Uniprocessor Garbage Collection Techniques

Overview

This page contains notes on the paper "Uniprocessor Garbage Collection Techniques" by Paul R. Wilson [Wil92].

§ 2 Basic Garbage Collection Techniques

§ 2.1 Reference Counting

Pros

Incremental nature of operations makes it suitable for real time applications.
Space efficient, able to operate with very low space overhead.
Garbage typically collected immediately, which can be beneficial for object finalizers.
May improve locality of reference.
Easier to implement than full gc.
Easier to reason about object lifetimes.

Cons

Difficult to make efficient.
- Cost of collection is generally proportional to amount of work done by the program, with a large constant of proportionality.
- E.g., if a variable is reassigned from one pointer to another, both pointers ref counts must be updated.
- Short lived stack variables can incur a large overhead if args are incremented / decremented even for short lived functions. One solution is deferred reference counting [DB76].
  - "Much of this cost can be optimized away by special treatment of local variables [DB76]. Rather than adjusting reference counts and reclaiming objects whose counts become zero, references from the local variables are not included in this bookkeeping most of the time… Garbage collection can only be done when references from the stack are taken into account."
- There is also the cost of reclamation: "It is difficult to make these reclamation operations take less than serveral instructions per object, and the cost is therefore proportional to the number of objects allocated by the running program."
Must deal with cycles.
- ref counting is conservative.
- ref counting systems often include some other kind of collector to deal with cyclic structures.
Other techniques are generally more efficient and reliable.

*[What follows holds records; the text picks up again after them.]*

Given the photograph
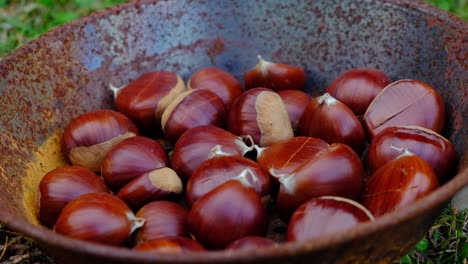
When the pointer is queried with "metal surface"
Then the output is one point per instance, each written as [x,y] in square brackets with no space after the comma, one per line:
[66,72]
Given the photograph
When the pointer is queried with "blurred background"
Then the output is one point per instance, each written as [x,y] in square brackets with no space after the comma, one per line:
[23,20]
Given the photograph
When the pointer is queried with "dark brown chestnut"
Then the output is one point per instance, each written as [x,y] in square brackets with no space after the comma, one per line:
[406,103]
[356,88]
[88,138]
[227,213]
[162,219]
[427,144]
[325,215]
[60,186]
[130,158]
[331,120]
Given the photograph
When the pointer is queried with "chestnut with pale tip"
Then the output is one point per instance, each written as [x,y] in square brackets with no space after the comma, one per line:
[227,213]
[326,215]
[162,219]
[260,113]
[220,169]
[220,82]
[190,109]
[144,99]
[427,144]
[159,184]
[130,158]
[61,185]
[88,137]
[331,120]
[98,217]
[406,103]
[276,76]
[398,184]
[200,143]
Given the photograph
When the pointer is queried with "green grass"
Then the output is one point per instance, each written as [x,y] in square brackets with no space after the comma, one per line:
[23,20]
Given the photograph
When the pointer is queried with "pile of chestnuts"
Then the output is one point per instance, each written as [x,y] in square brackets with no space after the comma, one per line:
[206,165]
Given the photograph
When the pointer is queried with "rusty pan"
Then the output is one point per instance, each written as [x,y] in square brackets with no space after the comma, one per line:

§ 2.2 Mark-Sweep Collection

Pros

Reasonably simple to implement.
With the right optimizations, performance can be comparable to copy collectors.

Cons

Fragmentation
- Mitigated by keeping separate free lists for objects of different sizes and merging adjacent free space.
- Must decide whether to alloc new memory for small objects or split up large contiguous blocks.
Cost of collection is proportional to the size of the heap.
- Can be mitigated by using a bitmap to track live objects in the heap. If live objects are clustered, then the cost of marking may be greatly reduced.
Poor locality of reference due to fragmentation.
- Not as terrible as it may at first seem, since groups of related objects are often allocated/destroyed together.

§ 2.3 Mark-Compact Collection

Pros

Avoids fragmentation problems of mark-sweep.
Allocation can be done as pointer increment.
Easy to allocate different sized objects.

Cons

Potentially slow due to multiple passes over the heap.

§ 2.4 Copying Garage Collection

A Simple Copying Collector: "Stop-and-Copy" Using Semispaces

See also: Semispace collector [FY69]. Cheney algorithm [Che70].

Pros
- All the advantages of Mark-Compact (no fragmentation, fast alloc, etc.).
- Integrate tracing and copying phases, so most objects only need to be traversed once.
- Work done proportional only to amount of live data (not heap size)
Cons
- Requires double the heap space.
- Breadth-first approach of Cheney algorithm may result in poor locality of reference.

Efficiency of Copying Collection

Since gc work is proportional to the number of live objects only and not heap size, one way to make copy collection more efficient is to increase the heap size, which allows more garbage to be generated before gc is required.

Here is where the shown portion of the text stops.